In recent years, communities in Florida, Colorado, New Hampshire, Minnesota, Oregon and California have seen contaminated properties transformed into desperately needed healthcare facilities, with government tax credits and grants providing the "vital seed money" to make projects feasibile, writes Kaysen. In fact, the practice has become so widespread in Florida that an ad hoc movement led by local government officials, environmental advocates and health center developers, "have toyed with various names for the concept, like Doc in a Box, healthfields and Highway to Healthcare."
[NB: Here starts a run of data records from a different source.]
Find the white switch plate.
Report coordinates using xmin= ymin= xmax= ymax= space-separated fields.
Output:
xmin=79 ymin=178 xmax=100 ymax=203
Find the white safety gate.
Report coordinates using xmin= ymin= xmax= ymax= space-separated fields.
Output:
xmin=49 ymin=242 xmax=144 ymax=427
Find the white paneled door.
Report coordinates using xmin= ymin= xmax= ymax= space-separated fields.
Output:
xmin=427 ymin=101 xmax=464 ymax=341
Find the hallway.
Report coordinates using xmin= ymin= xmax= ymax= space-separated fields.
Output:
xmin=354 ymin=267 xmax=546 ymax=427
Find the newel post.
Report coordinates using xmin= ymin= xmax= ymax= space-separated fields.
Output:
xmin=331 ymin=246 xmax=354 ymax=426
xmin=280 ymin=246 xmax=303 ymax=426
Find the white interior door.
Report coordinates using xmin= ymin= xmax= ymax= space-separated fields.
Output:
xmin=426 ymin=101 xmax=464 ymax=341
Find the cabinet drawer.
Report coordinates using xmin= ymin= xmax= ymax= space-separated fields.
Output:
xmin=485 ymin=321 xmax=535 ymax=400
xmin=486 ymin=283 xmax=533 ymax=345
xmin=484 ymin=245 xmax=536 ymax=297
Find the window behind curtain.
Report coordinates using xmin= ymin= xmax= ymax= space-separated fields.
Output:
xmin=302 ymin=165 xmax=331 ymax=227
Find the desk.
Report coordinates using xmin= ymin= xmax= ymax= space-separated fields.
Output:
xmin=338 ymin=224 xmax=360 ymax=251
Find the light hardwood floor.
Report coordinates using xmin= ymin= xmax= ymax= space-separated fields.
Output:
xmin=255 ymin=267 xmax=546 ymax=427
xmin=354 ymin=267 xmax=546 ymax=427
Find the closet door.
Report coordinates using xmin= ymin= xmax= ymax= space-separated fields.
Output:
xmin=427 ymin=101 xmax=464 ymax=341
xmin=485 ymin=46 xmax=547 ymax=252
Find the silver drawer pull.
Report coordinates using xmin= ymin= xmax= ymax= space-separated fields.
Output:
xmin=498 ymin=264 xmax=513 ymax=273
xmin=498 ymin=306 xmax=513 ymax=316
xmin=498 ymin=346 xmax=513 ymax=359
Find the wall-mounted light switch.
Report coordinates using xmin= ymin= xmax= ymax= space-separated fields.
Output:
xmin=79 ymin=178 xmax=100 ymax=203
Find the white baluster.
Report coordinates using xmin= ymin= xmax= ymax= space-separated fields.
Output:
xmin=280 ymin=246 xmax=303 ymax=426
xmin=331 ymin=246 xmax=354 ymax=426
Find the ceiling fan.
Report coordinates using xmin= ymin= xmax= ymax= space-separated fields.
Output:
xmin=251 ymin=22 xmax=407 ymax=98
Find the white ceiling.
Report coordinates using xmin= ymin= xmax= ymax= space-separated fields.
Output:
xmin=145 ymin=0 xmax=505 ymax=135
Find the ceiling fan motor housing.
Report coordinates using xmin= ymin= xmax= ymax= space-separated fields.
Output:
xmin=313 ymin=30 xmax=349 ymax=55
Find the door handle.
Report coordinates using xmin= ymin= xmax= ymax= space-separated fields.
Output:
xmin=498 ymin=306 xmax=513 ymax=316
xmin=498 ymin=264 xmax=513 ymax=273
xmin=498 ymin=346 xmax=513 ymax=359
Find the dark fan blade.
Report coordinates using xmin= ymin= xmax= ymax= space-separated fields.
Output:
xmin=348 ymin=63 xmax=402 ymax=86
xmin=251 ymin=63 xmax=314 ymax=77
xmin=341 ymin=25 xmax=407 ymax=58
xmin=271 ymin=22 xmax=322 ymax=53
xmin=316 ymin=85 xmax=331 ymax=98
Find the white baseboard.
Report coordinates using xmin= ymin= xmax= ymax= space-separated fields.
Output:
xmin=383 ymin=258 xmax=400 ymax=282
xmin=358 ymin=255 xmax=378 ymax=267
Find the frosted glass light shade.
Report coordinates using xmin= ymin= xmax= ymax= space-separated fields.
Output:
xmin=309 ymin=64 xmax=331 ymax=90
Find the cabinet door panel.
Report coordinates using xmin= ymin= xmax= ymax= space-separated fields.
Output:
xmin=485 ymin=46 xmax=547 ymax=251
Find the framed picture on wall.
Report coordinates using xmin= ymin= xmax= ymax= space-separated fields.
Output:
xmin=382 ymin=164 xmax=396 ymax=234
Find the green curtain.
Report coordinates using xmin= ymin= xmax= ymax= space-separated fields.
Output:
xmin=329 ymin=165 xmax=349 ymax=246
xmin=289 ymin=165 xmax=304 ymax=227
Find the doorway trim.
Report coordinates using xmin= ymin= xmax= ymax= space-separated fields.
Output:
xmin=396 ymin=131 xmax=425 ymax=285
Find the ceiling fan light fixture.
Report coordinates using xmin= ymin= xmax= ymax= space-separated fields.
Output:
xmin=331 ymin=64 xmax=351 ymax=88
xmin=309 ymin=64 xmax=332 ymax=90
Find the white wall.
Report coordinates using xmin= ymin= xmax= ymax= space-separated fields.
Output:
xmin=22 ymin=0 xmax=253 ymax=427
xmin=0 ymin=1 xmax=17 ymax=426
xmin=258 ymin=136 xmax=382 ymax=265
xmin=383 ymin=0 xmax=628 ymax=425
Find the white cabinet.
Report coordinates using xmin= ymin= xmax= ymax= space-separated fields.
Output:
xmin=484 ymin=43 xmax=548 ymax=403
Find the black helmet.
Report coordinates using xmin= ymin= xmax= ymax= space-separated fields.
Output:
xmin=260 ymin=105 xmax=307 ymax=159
As Kaysen notes, "many of the country’s 450,000 contaminated sites, known as brownfields...are disproportionately concentrated in poor communities because contaminated sites are more difficult to redevelop if property values are depressed. Banks are often reluctant to finance construction on a property that might require a costly cleanup."
“It’s a Catch-22,” said Phyllis B. Cater, chief executive of Spectrum Health Services. “The environmental issues are significant and yet there are scarce resources for communities to do the cleanup and remediation that’s required.”
"But if the state or federal government provides the first piece of financing," says Kaysen, "other funders are more likely to fall into step."
And in places like Manchester, N.H., where a 240,000-square-foot ambulatory care facility has replaced a former Tyson meatpacking plant, such facilities can serve as the first phase of a larger redevelopment plan. “When you look at revitalizing a community, these kinds of uses tend to be the first anchors,” said Mathy Stanislaus, an assistant administrator for the Environmental Protection Agency.